L’entrée en vigueur du Livre 6 du Code civil : vers la fin du régime de la quasi-immunité des agents d’exécution ?

10 janvier 2025 - Droit de la construction

L’entrée en vigueur du Livre 6 du Code civil : vers la fin du régime de la quasi-immunité des agents d’exécution ?

Depuis ce 1er janvier 2025, la nouvelle version du Livre 6 du Code civil est en vigueur, introduisant notamment un changement majeur en matière de responsabilité extracontractuelle.

La situation antérieure

Le régime antérieur en matière de responsabilité était fondé sur deux axes :

  1. Responsabilité contractuelle : Lorsque les parties étaient liées par un contrat et que l’une d’elles estimait que son cocontractant avait manqué à ses obligations.
  2. Responsabilité extracontractuelle : Lorsque les parties n’étaient pas sous les liens d’un contrat et que la victime pouvait se prévaloir d’un dommage causé par la faute de l’auteur.
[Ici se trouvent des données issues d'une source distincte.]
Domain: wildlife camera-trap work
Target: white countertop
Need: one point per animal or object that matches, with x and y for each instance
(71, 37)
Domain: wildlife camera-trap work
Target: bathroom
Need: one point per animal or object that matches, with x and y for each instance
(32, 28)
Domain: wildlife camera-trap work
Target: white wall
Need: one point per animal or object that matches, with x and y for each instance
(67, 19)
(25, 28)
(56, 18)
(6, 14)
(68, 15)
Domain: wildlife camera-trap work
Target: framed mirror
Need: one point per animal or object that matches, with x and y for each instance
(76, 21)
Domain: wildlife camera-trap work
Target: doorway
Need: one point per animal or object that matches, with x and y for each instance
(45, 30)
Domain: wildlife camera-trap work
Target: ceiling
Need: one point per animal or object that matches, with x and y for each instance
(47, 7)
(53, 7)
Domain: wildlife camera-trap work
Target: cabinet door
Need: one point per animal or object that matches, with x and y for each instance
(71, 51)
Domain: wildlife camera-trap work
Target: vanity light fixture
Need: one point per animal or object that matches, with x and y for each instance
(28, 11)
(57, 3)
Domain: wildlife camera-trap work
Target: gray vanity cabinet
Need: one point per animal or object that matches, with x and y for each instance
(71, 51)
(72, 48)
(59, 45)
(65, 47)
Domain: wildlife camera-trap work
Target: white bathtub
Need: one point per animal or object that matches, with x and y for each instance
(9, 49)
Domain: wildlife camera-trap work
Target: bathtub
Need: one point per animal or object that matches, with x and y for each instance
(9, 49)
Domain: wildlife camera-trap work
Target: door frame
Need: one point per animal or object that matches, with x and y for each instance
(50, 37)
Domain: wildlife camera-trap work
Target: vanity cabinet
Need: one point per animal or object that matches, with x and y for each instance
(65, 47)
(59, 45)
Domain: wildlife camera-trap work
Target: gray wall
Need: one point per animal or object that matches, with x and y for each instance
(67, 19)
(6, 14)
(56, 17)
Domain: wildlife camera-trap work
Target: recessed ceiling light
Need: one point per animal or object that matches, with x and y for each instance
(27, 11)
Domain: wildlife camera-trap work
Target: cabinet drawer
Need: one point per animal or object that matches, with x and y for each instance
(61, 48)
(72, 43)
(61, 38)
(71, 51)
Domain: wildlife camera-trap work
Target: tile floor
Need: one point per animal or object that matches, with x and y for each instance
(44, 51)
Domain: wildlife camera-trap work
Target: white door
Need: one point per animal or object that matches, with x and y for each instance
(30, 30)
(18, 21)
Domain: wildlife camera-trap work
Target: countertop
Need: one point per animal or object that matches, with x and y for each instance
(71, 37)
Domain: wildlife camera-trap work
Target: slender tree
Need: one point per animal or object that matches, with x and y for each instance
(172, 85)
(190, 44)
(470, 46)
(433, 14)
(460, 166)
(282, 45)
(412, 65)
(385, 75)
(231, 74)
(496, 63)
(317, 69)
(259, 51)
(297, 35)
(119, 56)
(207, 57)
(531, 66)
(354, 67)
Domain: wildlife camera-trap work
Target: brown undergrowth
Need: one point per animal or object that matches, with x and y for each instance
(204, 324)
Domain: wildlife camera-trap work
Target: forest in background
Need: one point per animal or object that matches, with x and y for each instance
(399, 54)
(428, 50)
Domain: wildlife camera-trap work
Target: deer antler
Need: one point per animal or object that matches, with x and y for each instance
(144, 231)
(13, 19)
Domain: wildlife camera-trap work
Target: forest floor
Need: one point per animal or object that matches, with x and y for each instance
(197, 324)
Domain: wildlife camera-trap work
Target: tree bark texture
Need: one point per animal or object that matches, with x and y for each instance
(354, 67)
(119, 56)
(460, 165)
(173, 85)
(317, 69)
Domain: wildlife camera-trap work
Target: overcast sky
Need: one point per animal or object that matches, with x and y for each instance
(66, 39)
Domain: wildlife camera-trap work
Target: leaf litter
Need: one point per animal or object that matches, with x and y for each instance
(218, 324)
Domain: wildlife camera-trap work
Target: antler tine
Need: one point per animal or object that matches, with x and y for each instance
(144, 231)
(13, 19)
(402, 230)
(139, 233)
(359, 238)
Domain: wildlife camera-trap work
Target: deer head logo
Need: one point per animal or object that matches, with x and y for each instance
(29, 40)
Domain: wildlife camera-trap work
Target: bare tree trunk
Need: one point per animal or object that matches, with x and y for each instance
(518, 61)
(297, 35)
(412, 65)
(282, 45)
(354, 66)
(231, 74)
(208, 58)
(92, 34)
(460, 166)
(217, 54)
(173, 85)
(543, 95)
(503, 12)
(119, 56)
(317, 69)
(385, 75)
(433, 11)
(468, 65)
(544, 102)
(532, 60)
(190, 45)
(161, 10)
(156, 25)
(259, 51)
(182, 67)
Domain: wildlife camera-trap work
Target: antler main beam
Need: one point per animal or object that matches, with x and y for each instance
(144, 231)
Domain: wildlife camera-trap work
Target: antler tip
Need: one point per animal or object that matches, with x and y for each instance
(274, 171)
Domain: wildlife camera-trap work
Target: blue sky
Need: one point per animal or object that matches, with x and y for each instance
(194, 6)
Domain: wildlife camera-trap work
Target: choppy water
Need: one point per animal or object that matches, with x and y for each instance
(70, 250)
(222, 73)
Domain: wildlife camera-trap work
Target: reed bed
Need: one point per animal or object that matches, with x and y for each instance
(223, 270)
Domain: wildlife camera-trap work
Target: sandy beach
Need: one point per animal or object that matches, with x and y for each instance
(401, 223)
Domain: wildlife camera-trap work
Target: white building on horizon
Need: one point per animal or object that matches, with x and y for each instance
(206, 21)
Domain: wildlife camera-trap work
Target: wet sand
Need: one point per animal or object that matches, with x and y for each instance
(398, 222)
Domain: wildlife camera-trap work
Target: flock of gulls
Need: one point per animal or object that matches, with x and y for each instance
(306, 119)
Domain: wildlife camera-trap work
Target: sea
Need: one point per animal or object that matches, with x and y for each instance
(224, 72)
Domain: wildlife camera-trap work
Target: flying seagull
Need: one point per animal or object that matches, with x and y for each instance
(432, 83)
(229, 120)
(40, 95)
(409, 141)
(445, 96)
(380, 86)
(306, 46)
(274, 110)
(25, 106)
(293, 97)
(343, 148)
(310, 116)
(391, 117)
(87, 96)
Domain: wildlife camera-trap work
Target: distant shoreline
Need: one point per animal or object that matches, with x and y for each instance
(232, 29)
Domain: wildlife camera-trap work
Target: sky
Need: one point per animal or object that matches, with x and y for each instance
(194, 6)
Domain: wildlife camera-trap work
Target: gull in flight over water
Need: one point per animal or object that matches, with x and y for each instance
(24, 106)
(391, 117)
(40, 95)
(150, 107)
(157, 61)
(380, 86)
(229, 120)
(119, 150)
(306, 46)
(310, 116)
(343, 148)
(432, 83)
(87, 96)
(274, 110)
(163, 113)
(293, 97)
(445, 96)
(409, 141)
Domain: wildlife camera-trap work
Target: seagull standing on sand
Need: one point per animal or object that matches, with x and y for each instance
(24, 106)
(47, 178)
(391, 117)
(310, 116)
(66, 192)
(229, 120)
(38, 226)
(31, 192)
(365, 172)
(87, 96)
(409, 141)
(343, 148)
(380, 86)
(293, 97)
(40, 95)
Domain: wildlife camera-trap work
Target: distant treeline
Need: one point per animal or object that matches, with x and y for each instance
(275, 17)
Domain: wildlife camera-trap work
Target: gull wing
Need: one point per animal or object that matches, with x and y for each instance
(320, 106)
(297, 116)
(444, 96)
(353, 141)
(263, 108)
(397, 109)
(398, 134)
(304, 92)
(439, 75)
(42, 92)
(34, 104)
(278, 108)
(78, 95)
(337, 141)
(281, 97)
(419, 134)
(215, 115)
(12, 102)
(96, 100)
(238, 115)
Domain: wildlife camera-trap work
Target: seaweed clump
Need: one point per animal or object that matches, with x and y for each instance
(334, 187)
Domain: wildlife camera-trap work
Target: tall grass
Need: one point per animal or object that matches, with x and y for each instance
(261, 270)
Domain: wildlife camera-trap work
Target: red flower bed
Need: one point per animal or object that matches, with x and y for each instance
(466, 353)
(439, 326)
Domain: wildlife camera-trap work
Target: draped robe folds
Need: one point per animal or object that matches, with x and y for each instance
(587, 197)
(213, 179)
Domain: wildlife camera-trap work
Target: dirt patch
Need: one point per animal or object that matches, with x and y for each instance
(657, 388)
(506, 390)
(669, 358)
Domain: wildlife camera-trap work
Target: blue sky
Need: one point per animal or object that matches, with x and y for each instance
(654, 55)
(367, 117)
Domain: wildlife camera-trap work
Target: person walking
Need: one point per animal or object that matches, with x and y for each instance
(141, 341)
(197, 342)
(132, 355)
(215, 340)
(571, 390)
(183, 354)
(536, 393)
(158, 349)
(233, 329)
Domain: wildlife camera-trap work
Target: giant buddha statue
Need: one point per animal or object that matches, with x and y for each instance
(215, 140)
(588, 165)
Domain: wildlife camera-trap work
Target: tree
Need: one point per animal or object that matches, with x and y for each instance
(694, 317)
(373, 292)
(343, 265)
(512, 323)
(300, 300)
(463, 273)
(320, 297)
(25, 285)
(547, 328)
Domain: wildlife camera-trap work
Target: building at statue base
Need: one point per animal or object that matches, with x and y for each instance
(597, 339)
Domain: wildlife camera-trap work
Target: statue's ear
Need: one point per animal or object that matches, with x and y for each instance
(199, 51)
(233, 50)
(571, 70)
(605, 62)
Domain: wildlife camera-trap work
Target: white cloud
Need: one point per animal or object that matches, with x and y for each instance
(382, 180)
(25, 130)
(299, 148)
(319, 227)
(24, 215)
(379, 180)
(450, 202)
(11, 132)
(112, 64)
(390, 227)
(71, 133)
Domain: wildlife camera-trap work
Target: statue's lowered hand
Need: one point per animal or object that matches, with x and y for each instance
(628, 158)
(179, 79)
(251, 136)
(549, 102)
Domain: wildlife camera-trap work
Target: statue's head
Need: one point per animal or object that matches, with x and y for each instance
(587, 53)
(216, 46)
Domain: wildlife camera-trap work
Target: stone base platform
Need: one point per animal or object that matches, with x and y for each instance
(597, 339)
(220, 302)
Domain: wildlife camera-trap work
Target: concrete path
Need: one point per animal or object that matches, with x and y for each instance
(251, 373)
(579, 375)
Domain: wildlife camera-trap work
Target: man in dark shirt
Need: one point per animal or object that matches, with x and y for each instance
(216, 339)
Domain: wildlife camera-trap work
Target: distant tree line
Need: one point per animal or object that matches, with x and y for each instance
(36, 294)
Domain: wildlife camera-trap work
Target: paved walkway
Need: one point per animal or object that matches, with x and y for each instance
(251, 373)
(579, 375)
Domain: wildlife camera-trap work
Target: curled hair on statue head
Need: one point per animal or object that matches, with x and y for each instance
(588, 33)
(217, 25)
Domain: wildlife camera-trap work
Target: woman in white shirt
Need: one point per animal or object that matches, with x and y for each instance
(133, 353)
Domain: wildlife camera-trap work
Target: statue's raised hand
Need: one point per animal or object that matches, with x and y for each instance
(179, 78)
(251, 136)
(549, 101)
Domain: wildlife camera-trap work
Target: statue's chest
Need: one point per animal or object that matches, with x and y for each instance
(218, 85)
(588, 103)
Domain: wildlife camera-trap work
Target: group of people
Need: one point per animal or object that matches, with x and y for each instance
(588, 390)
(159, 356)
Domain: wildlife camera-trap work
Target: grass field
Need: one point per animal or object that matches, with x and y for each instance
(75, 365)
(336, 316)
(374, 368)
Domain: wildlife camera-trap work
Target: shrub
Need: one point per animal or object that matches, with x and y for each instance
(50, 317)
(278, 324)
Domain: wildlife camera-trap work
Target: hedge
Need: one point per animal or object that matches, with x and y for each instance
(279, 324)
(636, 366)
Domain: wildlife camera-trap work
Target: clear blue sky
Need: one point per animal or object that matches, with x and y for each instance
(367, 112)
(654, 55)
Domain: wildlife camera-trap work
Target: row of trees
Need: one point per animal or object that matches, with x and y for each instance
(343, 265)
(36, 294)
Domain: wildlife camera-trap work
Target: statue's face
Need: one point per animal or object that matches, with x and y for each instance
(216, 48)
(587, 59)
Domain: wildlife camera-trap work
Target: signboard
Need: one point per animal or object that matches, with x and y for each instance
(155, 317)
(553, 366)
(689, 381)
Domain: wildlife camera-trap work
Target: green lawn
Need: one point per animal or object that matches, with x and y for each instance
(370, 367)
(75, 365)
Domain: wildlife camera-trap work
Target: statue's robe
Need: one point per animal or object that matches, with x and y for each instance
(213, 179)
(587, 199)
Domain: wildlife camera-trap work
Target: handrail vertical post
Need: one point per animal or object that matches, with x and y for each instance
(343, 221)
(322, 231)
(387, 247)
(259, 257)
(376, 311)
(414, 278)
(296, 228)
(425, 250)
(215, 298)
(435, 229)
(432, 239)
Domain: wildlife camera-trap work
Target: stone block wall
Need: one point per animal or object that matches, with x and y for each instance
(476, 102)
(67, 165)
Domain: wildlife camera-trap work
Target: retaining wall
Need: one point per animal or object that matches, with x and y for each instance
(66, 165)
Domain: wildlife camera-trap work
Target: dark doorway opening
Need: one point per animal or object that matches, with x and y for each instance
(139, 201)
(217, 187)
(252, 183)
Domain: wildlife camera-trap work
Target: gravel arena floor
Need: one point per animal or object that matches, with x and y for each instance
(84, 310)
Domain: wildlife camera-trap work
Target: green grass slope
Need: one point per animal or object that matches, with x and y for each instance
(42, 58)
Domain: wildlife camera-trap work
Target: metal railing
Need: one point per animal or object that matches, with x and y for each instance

Il n’était en principe pas possible de cumuler les bases de réclamation : si les parties étaient liées par un contrat, la responsabilité contractuelle s’appliquait et excluait la responsabilité extracontractuelle. Cela signifiait qu’une victime ne pouvait pas introduire une action sur la base de la responsabilité extracontractuelle en cas de litige relatif à un contrat.

Un nouveau régime depuis le 01.01.2025

Le législateur a décidé de modifier la situation existante dans l’objectif de rendre le droit de la responsabilité civile plus lisible et plus cohérent. Aucune nouveauté ne vient bouleverser les fondamentaux du droit de la responsabilité et la loi intègre en majorité des enseignements jurisprudentiels bien établis.

Néanmoins, un élément est susceptible de modifier dans certains cas le droit de la responsabilité contractuelle. Désormais, une personne qui estime avoir été lésée peut choisir le mode de responsabilité sur la base duquel elle souhaite agir. Cela signifie que si vous estimez, par exemple, que votre cocontractant a rompu abusivement le contrat, vous pouvez choisir d’agir sur la base de la responsabilité contractuelle ou de la responsabilité extracontractuelle. Dans le précédent régime, cela n’était pas possible.

Les applications potentielles

Au-delà de l’intérêt théorique et juridique de pouvoir choisir la base légale de son action, ce nouveau système supprime l’immunité relative des agents d’exécution. En effet, dans le passé, les agents d’exécution comme les sous-traitants, les mandataires, les travailleurs ou les dirigeants d’entreprises étaient d’une certaine manière protégés puisque la personne lésée devait s’appuyer sur le régime de la responsabilité contractuelle et s’adresser à son cocontractant.

Désormais, la victime peut adresser sa réclamation directement à la personne qu’elle juge responsable de son dommage. Si la faute est démontrée dans son chef, sa responsabilité personnelle pourra être retenue. Nous apercevons immédiatement les implications lorsque la faute personnelle d’un dirigeant pourra être démontrée. Il pourrait ainsi être tenu responsable du dommage et condamné à indemniser la partie préjudiciée sur ses propres deniers.

Les nuances légales

La panique n’est toutefois pas encore de mise car ce nouveau système a un caractère supplétif, ce qui signifie que des clauses contractuelles peuvent l’exclure. En d’autres mots, le contrat conclu entre les parties peut prévoir que ce système ne sera pas applicable.

N’hésitez donc pas à revoir vos contrats, peu importe l’objet de ceux-ci.